Augsburger Allgemeine (Land West)
Warum Portugal so gut durch die Krise kommt
Pandemie Bislang sind die Infektionszahlen vergleichsweise niedrig. Doch ob das so bleibt?
Lissabon Auf der einen Seite ist der weite Atlantik. Auf der anderen die Grenze zu jenem ländlichen Teil Spaniens, in dem es viele Kühe, Schweine und Schafe, aber wenig Menschen gibt. Portugal klebt ziemlich abgelegen am Saum der iberischen Halbinsel, am südwestlichen Rand Europas. Diese Randlage, unter der die Portugiesen wirtschaftlich ziemlich leiden, erweist sich in der Corona-Krise als Vorteil. Denn auch das Coronavirus hat es so schwerer, bis nach Portugal vorzudringen und sich dort auszubreiten.

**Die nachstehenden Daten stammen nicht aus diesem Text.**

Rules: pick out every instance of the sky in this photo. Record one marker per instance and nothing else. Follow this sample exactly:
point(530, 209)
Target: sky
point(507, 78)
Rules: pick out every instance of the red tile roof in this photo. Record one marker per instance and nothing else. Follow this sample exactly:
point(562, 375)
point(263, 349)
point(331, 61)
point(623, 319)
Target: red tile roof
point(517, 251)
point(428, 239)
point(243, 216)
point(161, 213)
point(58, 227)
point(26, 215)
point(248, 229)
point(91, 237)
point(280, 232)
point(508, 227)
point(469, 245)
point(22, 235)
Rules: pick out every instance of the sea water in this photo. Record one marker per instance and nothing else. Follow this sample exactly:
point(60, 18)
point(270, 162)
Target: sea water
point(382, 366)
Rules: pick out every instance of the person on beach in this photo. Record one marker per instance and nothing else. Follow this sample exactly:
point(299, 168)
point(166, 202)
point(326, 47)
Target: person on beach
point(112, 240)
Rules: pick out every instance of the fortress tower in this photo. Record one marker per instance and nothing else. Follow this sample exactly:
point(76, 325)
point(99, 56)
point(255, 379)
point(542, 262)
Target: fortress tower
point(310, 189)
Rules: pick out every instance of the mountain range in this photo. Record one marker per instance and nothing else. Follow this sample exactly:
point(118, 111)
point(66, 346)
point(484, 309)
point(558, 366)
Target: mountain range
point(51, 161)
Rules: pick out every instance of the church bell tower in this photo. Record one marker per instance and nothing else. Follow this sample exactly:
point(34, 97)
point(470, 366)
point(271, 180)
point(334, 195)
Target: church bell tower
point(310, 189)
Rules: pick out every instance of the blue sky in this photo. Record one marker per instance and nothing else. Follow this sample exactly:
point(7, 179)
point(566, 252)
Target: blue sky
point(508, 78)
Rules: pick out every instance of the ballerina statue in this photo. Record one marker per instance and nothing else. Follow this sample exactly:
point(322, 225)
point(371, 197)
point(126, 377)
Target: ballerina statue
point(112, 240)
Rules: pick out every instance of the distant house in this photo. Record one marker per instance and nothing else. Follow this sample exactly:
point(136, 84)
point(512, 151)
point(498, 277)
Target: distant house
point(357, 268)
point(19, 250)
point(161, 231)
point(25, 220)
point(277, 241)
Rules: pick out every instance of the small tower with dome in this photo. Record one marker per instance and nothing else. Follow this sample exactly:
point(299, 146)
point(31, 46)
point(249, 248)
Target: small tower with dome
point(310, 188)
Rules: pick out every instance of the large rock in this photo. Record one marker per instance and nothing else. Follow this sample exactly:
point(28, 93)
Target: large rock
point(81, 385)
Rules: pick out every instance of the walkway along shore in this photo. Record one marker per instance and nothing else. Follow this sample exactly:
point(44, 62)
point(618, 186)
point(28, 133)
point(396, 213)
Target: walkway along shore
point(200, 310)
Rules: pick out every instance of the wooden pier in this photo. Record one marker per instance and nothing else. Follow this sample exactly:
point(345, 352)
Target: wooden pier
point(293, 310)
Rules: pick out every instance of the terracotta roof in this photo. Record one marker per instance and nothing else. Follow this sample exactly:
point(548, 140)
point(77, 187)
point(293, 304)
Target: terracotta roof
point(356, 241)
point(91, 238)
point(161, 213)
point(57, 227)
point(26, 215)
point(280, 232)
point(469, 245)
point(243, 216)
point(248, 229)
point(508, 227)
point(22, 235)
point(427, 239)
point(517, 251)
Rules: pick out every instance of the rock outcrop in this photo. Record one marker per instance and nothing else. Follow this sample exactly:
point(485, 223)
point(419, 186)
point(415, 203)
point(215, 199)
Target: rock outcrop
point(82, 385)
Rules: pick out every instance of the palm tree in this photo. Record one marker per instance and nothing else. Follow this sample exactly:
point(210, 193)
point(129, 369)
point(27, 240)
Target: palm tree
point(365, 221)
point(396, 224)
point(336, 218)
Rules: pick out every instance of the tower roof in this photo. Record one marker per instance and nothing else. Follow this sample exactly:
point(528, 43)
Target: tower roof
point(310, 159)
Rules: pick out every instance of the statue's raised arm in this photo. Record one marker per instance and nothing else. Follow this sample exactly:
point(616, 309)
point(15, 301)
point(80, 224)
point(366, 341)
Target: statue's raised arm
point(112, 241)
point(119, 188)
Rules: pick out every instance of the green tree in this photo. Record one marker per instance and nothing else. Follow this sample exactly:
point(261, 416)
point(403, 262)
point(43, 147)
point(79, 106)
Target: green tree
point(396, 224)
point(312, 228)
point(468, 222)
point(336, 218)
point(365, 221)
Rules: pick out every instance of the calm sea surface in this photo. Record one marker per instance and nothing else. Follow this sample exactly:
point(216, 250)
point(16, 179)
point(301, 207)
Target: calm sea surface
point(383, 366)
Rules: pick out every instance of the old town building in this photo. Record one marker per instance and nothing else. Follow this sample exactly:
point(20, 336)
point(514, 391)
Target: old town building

Die Zahlen am Donnerstagnachmittag (15 Uhr) sprechen für sich: Aus Spanien meldete die John Hopkins University knapp 183000 Infektionen, aus Portugal nur knapp 19000. Bei den Todesfällen ist der Unterschied noch größer: Spanien meldet 19130 Opfer, Portugal nur 629. Zwar leben in Spanien mit 47,1 Millionen Bewohnern nahezu fünf Mal mehr Menschen als in Portugal. Trotzdem sieht die Corona-Bilanz für Spaniens kleinen iberischen Bruder vergleichsweise gut aus.
Nun beten die zehn Millionen Portugiesen, dass nicht doch in den nächsten Tagen die große CoronaWelle aus Spanien über sie hereinbricht. Denn das Land ist alles andere als gut für die Katastrophe gerüstet. Portugal gehört zu den ärmsten Staaten Westeuropas. Das Gesundheitssystem hat wegen der horrenden Staatsverschuldung in den letzten Jahren heftige Einschnitte verkraften müssen.
Überall mangelt es an Material und Personal. Viele örtliche Gesundheitszentren wurden geschlossen. Tausende Ärzte und Pfleger wanderten mangels Perspektiven ins europäische Ausland ab. Was passiert, wenn das Virus SarsCoV-2 in Ländern wütet, deren Gesundheitsund Sozialsystem kaputtgespart wurde, kann man gerade in Spanien, Europas schlimmstem Corona-Hotspot, sehen. Vielleicht reagierten die Portugiesen deshalb so diszipliniert, als sie die ersten Horrornachrichten aus Spanien sahen.
Zehntausende portugiesische Familien gingen in Selbstquarantäne, noch bevor die sozialistische Regierung eine nationale Ausgangssperre verhängte. Die Angst, dass Portugal eine ähnliche Katastrophe durchmachen könnte, war groß.
„Es geht ums Überleben“, sagte der sozialistische Regierungschef António Costa, als er Mitte März schließlich den Notstand ausrief, die Bewegungsfreiheit einschränkte und nicht lebenswichtige Wirtschaftsaktivitäten stilllegte. Zu diesem Zeitpunkt war in Portugal noch kein einziger Corona-Toter gemeldet worden und die amtliche Statistik wies kaum mehr als 100 Infektionsfälle aus. Damit reagierte Portugal sehr viel früher, als dies viele andere europäische Länder taten. Ein Umstand, der vermutlich entscheidend half, die Ausbreitung des Virus unter Kontrolle zu halten.